Lizzy: Facebook has a lot of flaws. The main one is that it monetizes our relationships, and that is fucked.

Mike: And it encourages you to curate your life. To leave out the parts of it that aren't perfect for social media.

Lizzy: But that's what we do all the time anyway. I think there's a more interesting way to do it, and I hope that if we continue in this way, there's like classes for kids in school.

Mike: With what you do with 2chainz [posting the animal pictures], if we asked you to stop, what would your reaction to that be?

Lizzy: Well, I would stop.

Mike: What do you like about doing that?

Lizzy: We post pictures of our family, and she's part of our family. So I think not having any pictures of her is an omission. In some ways, this is going to become the record, and she's part of it.
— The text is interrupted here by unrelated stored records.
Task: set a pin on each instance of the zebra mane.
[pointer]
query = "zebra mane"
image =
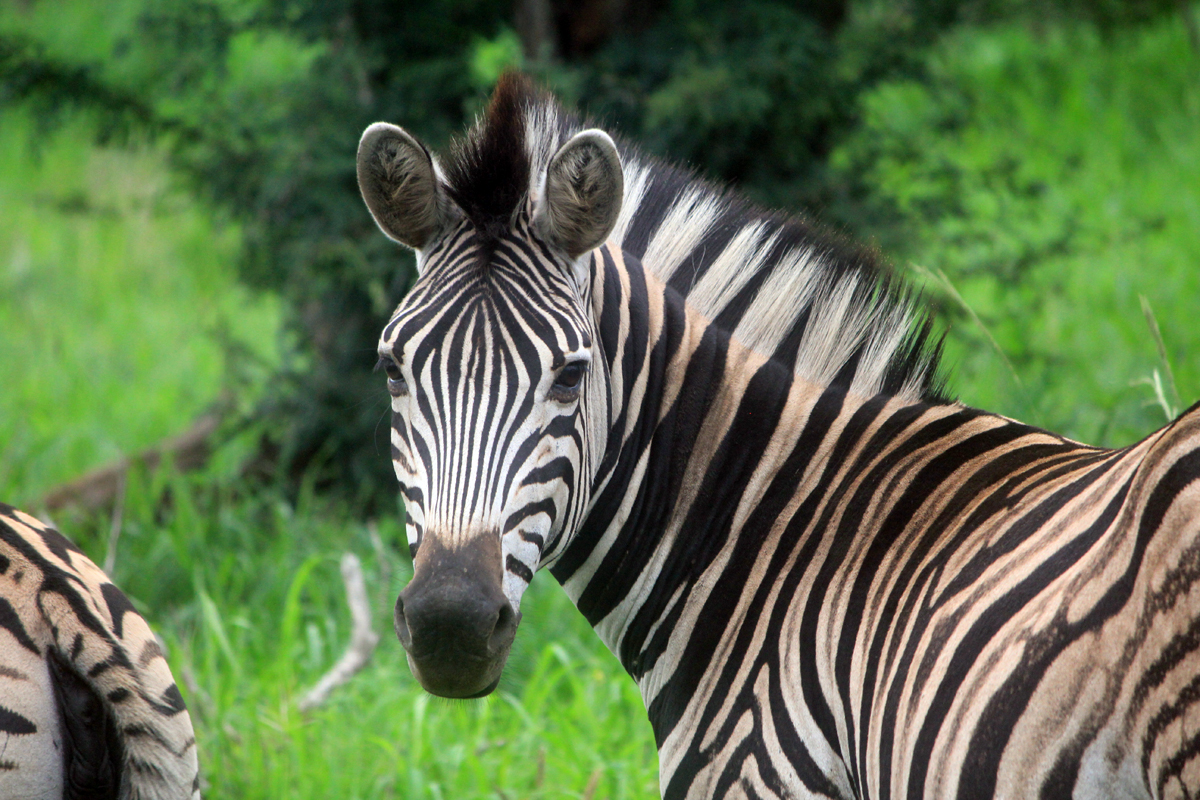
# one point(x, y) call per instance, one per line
point(826, 308)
Mike: One of the issues that we have is that I'm a lot more private than you are. I don't write stories about myself. A place where I feel like I would maybe change some of my views is that we have these family members who, like our aunt in Texas, want to see pictures of 2chainz. I think that's where Facebook really excels. But you say, "Set the privacy settings," and then Facebook has the pictures.

Lizzy: But you understand that Google has your pictures now. If you wanted to take only pictures on film and then also develop them yourself, you could do that. I think completely opting out is one thing, but you guys haven't completely opted out.

Mike: You're right that we are opting out in a way that's very selective. It works for us right now because of the age that she is. Going forward, it's going to be more and more difficult. We want to teach her how to be respectful of herself and how to be respectful of other people.

Lizzy: How can you teach her how to act responsibly in this world that she's going to live in, regardless of what you want, if you tell her she can't be part of it? We live here, and you can pretend like we don't, or you can acknowledge the fact that we do and deal with it.